Past Budgets have committed considerable public funds to training workers, especially through the SkillsFuture movement. But to ensure that training meaningfully translates into good employment outcomes, new jobs-skills integrators will perform a role analogous to systems integrators, as intermediaries helping to customise training and job placement to the needs of both workers and companies.
Mr Wong emphasised the need to learn from the experience of COVID-19, and in particular, to harness Singapore’s collective resources efficiently to deal with challenges both in peacetime and crisis. In this, the integration of efforts across the public, private and people sectors will give Singapore a systemic advantage.
FORWARD SINGAPORE – A WORK IN PROGRESS
But Budget 2023 could not and did not cover everything. For instance, it did not touch on unemployment support which some had been anticipating since the National Trades Union Congress (NTUC)-Singapore National Employers Federation (SNEF) Taskforce on Professionals, Managers and Executives (PMEs) recommended temporary income support for the involuntarily unemployed in its 2021 report.
Other moves to strengthen the SkillsFuture ecosystem or to enhance care and support options within the community are also being discussed under the Forward Singapore exercise launched by Mr Wong in Jun 2022.
The exercise is due to conclude later this year, and the ensuing report will provide a clearer picture of the collective vision for Singapore’s future.
NATIONAL RESILIENCE FOUNDED ON SOLIDARITY AND TRUST
Every Budget includes the mainstays of growing the economy and strengthening the social compact. This year, they were joined by a third key thrust - building a resilient nation.
While many policy areas were discussed under this thrust, ranging from diversifying supply chains to preparing for climate change, one stood out: Fostering solidarity and trust to keep the social fabric strong.
Resilience as a people is what has enabled Singapore to overcome challenges in the past, and most recently during the COVID-19 pandemic. Public policies to strengthen the people sector and encourage community giving can help, but social resilience ultimately depends on citizens and the community, and the level of trust within society.
Trust underpins partnerships among citizens, the government and stakeholders.
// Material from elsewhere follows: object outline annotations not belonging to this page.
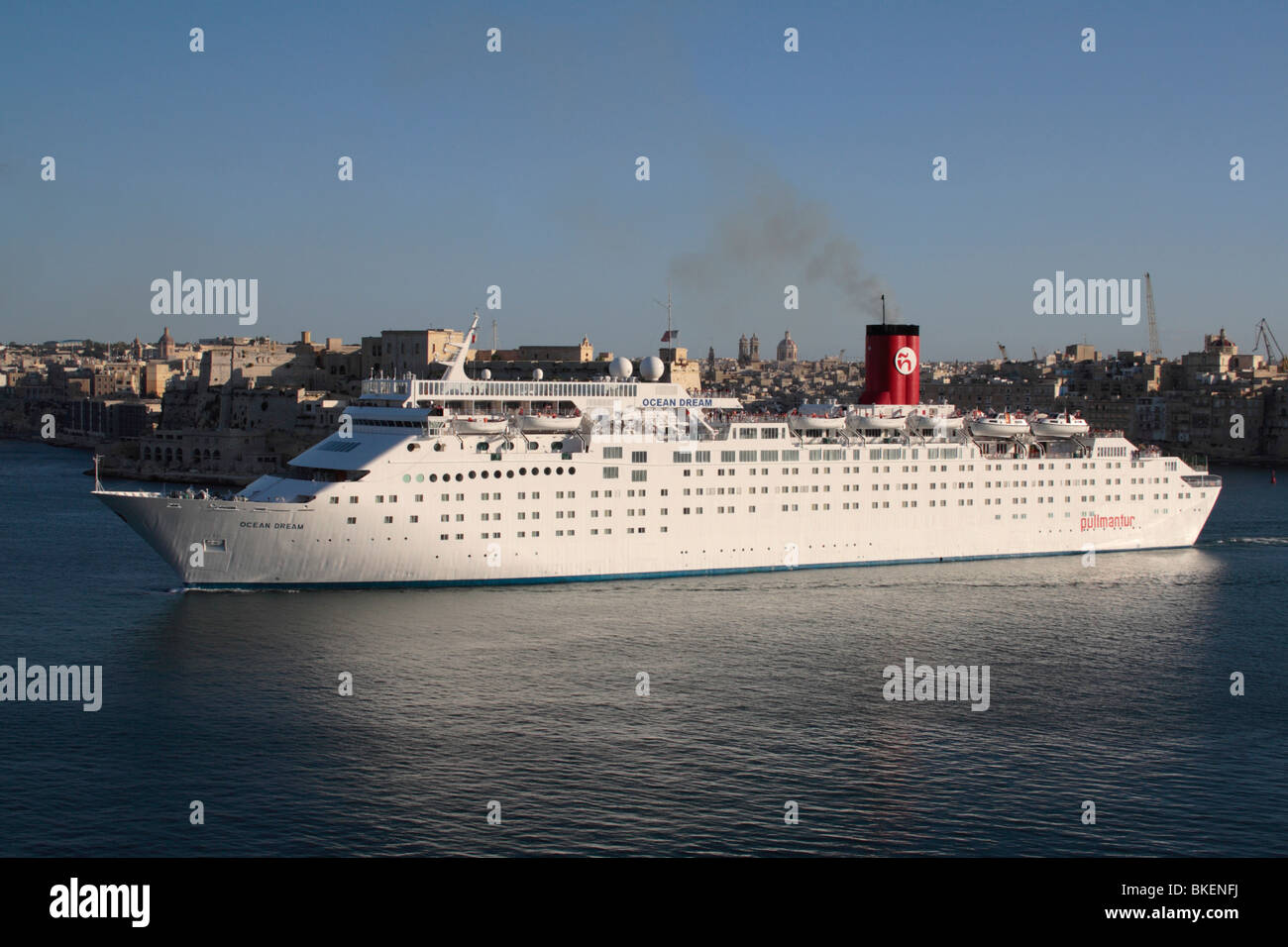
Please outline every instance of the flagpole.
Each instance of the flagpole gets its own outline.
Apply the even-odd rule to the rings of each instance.
[[[657,303],[658,305],[662,305],[662,300],[658,299],[657,296],[653,298],[653,301]],[[662,341],[666,343],[667,365],[672,365],[675,362],[675,334],[671,331],[671,281],[670,280],[667,280],[667,282],[666,282],[666,335],[662,336]],[[670,368],[668,368],[668,371],[670,371]]]

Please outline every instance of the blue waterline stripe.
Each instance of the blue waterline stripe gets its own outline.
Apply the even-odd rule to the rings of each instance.
[[[1193,549],[1180,546],[1141,546],[1140,549],[1096,550],[1096,555],[1110,553],[1146,553],[1162,549]],[[1072,549],[1055,553],[999,553],[996,555],[944,555],[926,559],[881,559],[876,562],[819,562],[805,566],[733,566],[729,568],[675,569],[667,572],[605,572],[592,576],[531,576],[515,579],[426,579],[402,582],[188,582],[185,589],[431,589],[470,585],[545,585],[547,582],[616,582],[640,579],[677,579],[684,576],[726,576],[742,572],[799,572],[800,569],[858,568],[864,566],[917,566],[939,562],[980,562],[987,559],[1034,559],[1052,555],[1083,555],[1084,550]]]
It is needed to plan for a shared future and to have the confidence, to quote Mr Wong, that “there are very few problems we cannot overcome when we apply ourselves as one people”.
The renewing of this trust is what the Budget exercise has been about.
Terence Ho is Associate Professor in Practice at the Lee Kuan Yew School of Public Policy. He is the author of Refreshing the Singapore System: Recalibrating Socio-Economic Policy for the 21st Century (World Scientific, 2021).